Vienna Boys' Choir - Silk Road

Some questionable musical arrangements undermine a fine choir

Record and Artist Details

Label: Arthaus Musik

Media Format: Digital Versatile Disc

Media Runtime: 0

Catalogue Number: 101471

Almost half a century has passed since the Vienna Boys’ Choir appeared in their previous feature film, Disney’s Almost Angels of 1961. This latest offering – a whimsical travelogue directed by Curt Faudon – prompts the immediate question upon viewing: why? For whom is the film intended? A recruitment tool? Surely not. Passengers on long-haul flights? Probably. For serious music lovers?

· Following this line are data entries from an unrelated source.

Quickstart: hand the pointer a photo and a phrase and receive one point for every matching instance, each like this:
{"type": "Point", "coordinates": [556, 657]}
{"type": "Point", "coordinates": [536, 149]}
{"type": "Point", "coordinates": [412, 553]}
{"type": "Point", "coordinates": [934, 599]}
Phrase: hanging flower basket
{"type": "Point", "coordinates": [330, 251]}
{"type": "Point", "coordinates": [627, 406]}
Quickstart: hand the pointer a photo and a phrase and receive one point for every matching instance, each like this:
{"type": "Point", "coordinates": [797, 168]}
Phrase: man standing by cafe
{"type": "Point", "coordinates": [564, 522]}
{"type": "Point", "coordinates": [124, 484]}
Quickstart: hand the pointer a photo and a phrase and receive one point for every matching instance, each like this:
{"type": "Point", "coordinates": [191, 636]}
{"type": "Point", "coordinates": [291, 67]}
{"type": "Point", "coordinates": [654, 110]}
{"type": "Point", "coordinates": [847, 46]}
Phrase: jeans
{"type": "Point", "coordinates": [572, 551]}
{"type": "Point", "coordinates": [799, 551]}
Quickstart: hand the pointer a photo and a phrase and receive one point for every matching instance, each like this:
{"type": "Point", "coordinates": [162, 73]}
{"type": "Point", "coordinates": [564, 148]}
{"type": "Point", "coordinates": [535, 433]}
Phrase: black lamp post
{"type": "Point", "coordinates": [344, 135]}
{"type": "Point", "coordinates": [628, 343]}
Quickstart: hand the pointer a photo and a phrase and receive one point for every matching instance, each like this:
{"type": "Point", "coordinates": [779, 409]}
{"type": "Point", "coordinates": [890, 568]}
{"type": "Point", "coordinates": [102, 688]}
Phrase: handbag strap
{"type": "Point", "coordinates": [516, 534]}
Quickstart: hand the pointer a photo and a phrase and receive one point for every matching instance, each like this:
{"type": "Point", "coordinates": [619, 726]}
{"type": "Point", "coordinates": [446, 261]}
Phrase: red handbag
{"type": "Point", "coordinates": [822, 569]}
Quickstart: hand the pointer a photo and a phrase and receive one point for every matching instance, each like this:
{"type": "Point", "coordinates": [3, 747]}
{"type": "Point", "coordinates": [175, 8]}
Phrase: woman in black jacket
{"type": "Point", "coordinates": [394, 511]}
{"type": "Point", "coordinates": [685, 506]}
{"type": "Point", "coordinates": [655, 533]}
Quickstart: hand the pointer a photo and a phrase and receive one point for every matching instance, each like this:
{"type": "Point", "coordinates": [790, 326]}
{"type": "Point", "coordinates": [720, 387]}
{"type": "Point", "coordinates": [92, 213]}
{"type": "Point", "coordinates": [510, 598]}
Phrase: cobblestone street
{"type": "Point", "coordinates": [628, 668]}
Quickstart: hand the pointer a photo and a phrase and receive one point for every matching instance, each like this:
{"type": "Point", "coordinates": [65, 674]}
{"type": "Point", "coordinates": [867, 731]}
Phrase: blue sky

Definitely not, alas.

Still, it gives the film-makers opportunities galore to dwell upon palatial Habsburgian Rococo architectural details and cute, blue-eyed, sailor-suited (and, in a historically corny episode, periwigged) Knaben. When they occasionally pause from their exhausting globetrotting the history of the choir is retold. We see the eager Wunderkinde of the “Schubert” Choir (one of four ensembles) in rehearsal with their Peruvian director, Andy Icochea Icochea, gently larking around, practising Chopin on Ravel’s grand piano and playing in a samba band, and hear frank insights from the boys themselves.

The DVD’s soundtrack was inspired by the choir’s opera Silk Road and it purports to have excavated several songs from the old trading routes. We hear music sung in Latin, Arabic, Chinese, Farsi, French, German, Marathi, Maori, Savo Finnish, Tajik, Uyghur and Urdu. The film also features a Pakistani qawwali, a rain dance from Uzbekistan, a bhajan from India and field-hollers from Tajikistan.

The treatment of the European repertory (from Josquin via Strauss to Orff) will horrify any musical purist. The “Domine Deus” from Vivaldi’s Gloria is “enhanced” by a bizarre Larkford to Cranford-type tinkling piano sub-track. Frankly it is quite nauseating. Nor is the singing terribly good, with some curiously mangled Latin vowels and dodgy intonation. Mercifully, a couple of songs from Schubert’s Winterreise are left well alone – just! Gerd Schuller is credited as being responsible for this musical mish-mash. The “Dies irae” from Mozart’s Requiem (used in the final sequence) receives perhaps the most offensively sacrilegious treatment as an accompaniment to some CGI-enhanced footage of the Terracotta Army.

The “film within a film” concept is largely an irrelevance and the almost continuous voiceovers ruin what few chances there are to concentrate on the music. One to be avoided.